La Monarquía necesaria

La Corona significa estabilidad, representación e Historia. Es un capital muy valioso que los españoles cada treinta o cuarenta años parece que nos empeñamos en dilapidar, aunque al cabo de poco tiempo nos damos cuenta de que cualquier otra solución es mucho peor y, por una u otra vía, apelamos a la legítima Dinastía histórica para que ejerza de nuevo la máxima representación política.
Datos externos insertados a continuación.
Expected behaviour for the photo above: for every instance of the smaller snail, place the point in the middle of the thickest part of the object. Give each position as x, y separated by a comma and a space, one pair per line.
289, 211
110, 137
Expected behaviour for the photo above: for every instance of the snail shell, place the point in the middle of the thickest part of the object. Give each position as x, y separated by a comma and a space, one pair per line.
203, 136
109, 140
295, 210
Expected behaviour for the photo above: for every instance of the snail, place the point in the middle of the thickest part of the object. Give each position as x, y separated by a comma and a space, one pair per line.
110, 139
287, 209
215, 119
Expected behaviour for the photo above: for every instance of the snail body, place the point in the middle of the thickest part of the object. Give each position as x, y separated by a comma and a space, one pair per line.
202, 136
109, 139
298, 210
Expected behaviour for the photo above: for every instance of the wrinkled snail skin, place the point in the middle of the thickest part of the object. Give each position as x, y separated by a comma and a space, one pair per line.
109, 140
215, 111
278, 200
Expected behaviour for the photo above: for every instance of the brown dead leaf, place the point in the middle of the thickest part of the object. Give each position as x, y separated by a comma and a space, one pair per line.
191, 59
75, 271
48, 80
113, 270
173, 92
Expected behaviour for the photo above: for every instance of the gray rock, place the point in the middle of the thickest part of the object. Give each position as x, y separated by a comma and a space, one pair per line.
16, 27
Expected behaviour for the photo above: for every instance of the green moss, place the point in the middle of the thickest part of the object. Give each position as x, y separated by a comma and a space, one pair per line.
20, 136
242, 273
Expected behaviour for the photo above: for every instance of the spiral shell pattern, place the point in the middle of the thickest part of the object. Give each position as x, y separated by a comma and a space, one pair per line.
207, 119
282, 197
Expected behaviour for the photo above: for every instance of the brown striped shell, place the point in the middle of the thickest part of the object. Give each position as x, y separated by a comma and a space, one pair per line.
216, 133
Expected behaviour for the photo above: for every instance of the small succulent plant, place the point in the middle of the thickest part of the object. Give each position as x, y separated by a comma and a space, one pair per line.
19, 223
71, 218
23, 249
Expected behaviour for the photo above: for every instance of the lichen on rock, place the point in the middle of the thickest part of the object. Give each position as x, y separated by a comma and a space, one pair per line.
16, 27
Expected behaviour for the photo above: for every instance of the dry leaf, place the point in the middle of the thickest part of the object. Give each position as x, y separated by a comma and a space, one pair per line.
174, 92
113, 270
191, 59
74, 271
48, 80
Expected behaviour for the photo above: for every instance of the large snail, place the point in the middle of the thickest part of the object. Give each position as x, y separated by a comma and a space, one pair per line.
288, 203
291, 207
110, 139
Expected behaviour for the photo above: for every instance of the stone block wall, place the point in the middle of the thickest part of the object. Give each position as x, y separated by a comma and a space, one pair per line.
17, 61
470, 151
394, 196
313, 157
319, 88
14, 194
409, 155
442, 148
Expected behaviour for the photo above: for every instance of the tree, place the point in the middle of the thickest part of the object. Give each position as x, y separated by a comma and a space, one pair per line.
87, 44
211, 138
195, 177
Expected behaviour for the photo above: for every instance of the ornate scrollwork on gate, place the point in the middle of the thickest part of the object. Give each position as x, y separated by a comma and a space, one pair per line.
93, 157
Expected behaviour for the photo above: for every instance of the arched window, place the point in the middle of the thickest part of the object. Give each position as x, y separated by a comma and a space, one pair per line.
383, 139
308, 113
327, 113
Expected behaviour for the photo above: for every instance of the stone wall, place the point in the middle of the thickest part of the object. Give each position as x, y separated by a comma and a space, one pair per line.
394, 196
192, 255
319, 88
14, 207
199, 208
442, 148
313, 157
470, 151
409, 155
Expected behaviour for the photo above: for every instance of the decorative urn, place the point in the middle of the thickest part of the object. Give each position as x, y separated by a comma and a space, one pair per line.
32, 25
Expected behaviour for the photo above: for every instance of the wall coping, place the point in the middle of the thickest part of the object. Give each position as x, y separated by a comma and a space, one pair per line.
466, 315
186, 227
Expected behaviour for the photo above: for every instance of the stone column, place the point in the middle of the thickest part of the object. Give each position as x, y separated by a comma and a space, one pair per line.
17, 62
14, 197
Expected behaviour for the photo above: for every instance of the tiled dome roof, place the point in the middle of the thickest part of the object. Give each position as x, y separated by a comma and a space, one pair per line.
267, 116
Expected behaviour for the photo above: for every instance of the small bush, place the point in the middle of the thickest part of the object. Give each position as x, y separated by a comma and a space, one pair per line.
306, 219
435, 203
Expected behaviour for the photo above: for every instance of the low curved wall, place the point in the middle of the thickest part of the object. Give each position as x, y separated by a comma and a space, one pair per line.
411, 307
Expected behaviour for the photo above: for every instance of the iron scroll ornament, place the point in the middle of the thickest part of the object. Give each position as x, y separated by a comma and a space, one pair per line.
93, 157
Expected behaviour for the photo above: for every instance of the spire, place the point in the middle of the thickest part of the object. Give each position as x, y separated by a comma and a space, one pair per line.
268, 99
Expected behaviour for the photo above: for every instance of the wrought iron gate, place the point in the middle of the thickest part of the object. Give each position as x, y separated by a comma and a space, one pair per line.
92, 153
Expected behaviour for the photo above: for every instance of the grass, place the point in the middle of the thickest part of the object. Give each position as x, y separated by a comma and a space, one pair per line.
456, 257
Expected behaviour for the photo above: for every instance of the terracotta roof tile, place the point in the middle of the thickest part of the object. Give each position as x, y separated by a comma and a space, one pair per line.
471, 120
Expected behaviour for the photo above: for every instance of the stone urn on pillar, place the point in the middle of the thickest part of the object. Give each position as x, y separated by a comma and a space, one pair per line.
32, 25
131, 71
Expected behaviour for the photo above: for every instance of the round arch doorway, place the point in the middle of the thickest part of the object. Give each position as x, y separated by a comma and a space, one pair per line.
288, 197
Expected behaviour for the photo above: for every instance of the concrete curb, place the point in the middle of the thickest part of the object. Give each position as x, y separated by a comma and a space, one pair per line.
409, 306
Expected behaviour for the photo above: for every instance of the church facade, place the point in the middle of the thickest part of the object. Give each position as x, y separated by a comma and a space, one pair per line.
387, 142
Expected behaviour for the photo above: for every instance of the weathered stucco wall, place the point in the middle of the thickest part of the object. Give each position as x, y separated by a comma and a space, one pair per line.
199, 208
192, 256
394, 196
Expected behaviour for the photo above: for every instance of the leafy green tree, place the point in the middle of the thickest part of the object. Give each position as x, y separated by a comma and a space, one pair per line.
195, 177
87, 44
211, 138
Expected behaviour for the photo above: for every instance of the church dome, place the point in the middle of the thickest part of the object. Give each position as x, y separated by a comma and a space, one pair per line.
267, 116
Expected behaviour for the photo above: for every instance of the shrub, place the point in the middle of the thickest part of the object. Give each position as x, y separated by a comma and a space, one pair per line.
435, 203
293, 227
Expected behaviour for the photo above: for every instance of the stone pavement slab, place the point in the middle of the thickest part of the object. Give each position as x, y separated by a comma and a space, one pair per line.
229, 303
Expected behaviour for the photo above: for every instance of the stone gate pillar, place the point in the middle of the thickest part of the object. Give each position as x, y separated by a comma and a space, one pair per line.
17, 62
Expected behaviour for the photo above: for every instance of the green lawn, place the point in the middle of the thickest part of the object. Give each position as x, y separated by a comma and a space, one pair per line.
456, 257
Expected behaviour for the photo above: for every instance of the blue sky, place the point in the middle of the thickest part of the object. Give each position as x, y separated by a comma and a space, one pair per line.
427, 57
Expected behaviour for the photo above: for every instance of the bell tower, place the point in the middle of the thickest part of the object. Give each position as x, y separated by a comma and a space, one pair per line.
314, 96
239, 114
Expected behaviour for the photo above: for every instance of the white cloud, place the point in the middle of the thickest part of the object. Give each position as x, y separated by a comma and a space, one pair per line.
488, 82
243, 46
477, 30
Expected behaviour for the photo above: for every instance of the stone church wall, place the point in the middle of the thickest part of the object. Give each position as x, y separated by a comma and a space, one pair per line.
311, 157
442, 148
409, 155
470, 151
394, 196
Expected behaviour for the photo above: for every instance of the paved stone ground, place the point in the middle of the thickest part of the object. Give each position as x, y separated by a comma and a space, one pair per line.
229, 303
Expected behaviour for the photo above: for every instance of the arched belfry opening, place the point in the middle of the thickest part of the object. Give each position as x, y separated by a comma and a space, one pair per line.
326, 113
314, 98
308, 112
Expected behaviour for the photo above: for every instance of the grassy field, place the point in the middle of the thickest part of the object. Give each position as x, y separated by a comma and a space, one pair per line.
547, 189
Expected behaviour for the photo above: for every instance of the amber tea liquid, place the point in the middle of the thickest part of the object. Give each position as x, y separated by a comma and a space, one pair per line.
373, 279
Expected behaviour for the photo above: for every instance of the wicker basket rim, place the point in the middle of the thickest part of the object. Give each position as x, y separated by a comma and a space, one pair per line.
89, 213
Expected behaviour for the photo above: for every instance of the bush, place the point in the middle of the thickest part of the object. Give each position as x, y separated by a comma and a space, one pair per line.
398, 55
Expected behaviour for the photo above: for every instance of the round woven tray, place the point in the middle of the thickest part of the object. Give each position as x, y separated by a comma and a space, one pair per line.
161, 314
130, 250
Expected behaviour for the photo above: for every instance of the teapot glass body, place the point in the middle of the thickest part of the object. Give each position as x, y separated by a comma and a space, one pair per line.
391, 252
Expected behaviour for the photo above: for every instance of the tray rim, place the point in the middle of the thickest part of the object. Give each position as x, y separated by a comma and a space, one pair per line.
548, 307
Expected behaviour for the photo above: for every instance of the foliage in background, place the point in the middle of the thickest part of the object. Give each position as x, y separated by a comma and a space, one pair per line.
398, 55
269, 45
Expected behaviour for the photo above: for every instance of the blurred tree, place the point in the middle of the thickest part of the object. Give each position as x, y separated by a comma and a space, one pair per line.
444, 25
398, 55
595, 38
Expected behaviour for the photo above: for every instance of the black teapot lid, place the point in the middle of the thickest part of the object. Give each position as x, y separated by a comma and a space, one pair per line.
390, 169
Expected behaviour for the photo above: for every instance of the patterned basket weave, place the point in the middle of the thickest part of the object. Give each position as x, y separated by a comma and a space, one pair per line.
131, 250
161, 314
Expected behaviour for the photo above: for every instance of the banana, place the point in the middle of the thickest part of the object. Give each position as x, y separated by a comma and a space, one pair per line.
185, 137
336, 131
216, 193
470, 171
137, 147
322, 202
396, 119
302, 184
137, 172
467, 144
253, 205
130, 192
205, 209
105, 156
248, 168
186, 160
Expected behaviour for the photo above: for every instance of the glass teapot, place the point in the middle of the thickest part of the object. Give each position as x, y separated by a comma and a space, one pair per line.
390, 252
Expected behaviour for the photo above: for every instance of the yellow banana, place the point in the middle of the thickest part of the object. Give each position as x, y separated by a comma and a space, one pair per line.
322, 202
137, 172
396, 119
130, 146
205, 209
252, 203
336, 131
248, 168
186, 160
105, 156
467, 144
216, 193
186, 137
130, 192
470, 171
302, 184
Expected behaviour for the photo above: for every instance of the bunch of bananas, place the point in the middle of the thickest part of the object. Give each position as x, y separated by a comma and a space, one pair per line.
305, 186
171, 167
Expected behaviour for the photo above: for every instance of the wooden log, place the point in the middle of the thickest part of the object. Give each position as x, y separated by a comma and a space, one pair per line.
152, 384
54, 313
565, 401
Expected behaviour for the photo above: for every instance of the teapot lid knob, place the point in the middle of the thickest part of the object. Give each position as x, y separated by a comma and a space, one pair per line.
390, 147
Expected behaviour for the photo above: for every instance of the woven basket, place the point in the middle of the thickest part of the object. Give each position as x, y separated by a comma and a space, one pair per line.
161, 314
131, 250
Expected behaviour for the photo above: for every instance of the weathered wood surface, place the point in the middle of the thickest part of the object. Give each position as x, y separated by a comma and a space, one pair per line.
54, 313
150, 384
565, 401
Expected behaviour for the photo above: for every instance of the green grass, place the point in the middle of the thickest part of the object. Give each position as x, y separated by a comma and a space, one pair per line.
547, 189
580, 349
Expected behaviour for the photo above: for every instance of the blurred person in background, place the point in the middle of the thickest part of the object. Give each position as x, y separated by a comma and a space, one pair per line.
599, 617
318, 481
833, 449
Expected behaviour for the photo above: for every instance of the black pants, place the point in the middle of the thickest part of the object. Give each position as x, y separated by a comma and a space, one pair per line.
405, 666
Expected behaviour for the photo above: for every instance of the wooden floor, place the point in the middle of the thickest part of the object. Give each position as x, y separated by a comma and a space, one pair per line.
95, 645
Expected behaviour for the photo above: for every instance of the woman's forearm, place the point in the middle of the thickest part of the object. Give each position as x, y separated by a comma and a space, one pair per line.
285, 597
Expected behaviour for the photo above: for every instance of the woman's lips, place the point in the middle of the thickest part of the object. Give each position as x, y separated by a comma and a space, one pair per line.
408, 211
En efecto, en España, desde la muerte de Carlos III en 1788, no se ha producido una sucesión «normal» en la Monarquía española, es decir, del Rey al Príncipe de Asturias sin interrupciones revolucionarias ni abdicaciones. Carlos IV abdicó; Fernando VII renunció obligado por Napoleón; José I fue un títere instaurado por su hermano que fue derrotado heroicamente por la nación española; Isabel II fue destronada y después abdicó; Amadeo I de Saboya se volvió a Italia al darse cuenta de que no era aceptado en España por ser ajeno a la dinastía histórica; Alfonso XII padeció el exilio hasta que fue restaurado; Alfonso XIII tuvo que abandonar España para evitar un enfrentamiento entre españoles y S. M. el Rey D. Juan Carlos I, nacido en el exilio en Roma, asumió la Corona con una triple legitimación: la de la Ley, la de la Dinastía histórica y la del ejercicio de su función con su defensa constitucional frente a los golpistas del 23 F. Su capital político ha sido y es tan elevado que la solicitud de abdicación del Rey es claramente un atajo engañoso en la dirección de poner en cuestión todo el edifico constitucional y provocar un deslizamiento hacia la República. Con ello se produciría un desplazamiento hacia posiciones políticas extremas de izquierda y de derecha. Esto es lo que pretenden, consciente o inconscientemente, quienes están en esa aventura de abdicación, de inestabilidad suicida. En otras palabras, los españoles, que hemos recuperado reiteradamente la Corona por ser un elemento constitutivo esencial de la Nación, de nuestra Historia, nos merecemos, después de más de doscientos años, que se produzca una sucesión en el Trono sin la inestabilidad compulsiva de una abdicación o un cambio político en la cúspide del Estado.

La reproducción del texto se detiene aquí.